Over the past couple of years, I've come to advocate a two stage approach to design. In the first step, concept wireframes are produced using your design tool of choice. This allows for very rapid design and iteration on ideas. Then, once the initial concept has been agreed, this can be fleshed out into an ultra simple, working functional wireframe built to be used. This then allows for user testing, as your test subjects can actually interact with a real example of the final product.

The upside of this is simple – by restricting the elements we can use to design initially, and then moving to a live, workable version, we avoid unnecessary chrome creeping in to the design. It tends to therefore produce a more elegant, cleaner end product.

Designing In The Browser

As we've gotten more advanced in our tools, a new trend has emerged in web design – moving away from Photoshop, GIMP and other tools for producing design work for the web, and into rapid prototyping with more modern, purpose built tools, and then simply building the site layout itself. Thanks to the creation of tools like Firebug and Chrome's awesome web development suite (and no thanks to IE's still frankly lacklustre toolset), we can design pretty much anything we want on the fly. Then, after the initial groundwork has been done, extra chrome can be added after (if it needs adding at all).

This then creates a new way of thinking about design work for the web – when you're starting off with the content you're going to be using and no set grid, you can choose exactly how wide you want any individual element to be. This means that instead of making a design that's beautiful because of its chrome and artwork, you can make something that's beautiful because it, in and of itself is beautiful.
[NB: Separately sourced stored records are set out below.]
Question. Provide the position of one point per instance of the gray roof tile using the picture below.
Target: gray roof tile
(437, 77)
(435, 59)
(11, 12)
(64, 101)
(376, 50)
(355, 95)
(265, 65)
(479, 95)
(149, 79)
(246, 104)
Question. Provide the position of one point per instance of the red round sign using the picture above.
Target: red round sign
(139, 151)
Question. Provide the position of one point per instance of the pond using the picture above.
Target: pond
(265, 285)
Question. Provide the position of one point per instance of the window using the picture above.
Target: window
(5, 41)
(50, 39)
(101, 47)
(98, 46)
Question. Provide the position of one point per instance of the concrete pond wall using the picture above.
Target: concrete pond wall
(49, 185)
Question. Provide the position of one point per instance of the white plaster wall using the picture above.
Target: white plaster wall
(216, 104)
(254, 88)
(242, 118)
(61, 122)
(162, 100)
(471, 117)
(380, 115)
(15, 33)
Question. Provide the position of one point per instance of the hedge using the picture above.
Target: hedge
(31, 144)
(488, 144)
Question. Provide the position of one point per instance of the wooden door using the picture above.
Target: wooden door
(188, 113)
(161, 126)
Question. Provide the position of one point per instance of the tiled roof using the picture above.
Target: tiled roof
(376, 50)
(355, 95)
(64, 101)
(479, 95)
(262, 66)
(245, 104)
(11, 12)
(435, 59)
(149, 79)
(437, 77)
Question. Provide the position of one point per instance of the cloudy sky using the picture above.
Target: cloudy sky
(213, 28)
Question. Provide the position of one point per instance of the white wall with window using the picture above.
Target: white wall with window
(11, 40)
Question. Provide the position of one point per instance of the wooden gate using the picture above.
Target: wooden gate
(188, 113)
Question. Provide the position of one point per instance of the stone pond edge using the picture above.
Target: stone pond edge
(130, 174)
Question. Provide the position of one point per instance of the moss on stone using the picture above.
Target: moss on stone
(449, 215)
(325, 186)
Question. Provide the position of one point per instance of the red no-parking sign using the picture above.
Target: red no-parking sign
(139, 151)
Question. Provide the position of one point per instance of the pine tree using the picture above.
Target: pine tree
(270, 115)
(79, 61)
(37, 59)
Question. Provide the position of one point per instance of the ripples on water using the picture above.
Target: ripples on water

The downside with this is that it's not as simple. It requires that at the outset, you have all the content that you'll be using (or at least a decent approximation of it). Designing without the content in mind can result in the creation of something that has great visual impact, but doesn't actually work for the user once the copy and other required content components have been put in place. Suddenly elements don't align or you realise that you need extra navigation that you'd previously not accounted for.

The Iterative Website

This brings me on to the final point of modern digital design – it's never done. Unfortunately, too many people believe that you can simply pay an agency to produce a site or an app, put it live and then the job is done. This should never be the case. The instant it's done, you should start conducting tests, as the only thing you'll be able to guarantee is that it's not performing as well as it could. That means that you're leaving money on the table.

If You Want It Done Right...

Sweat the detail. Pay attention to every tiny part of your site. And dot it yourself, because no-one's going to do it for you.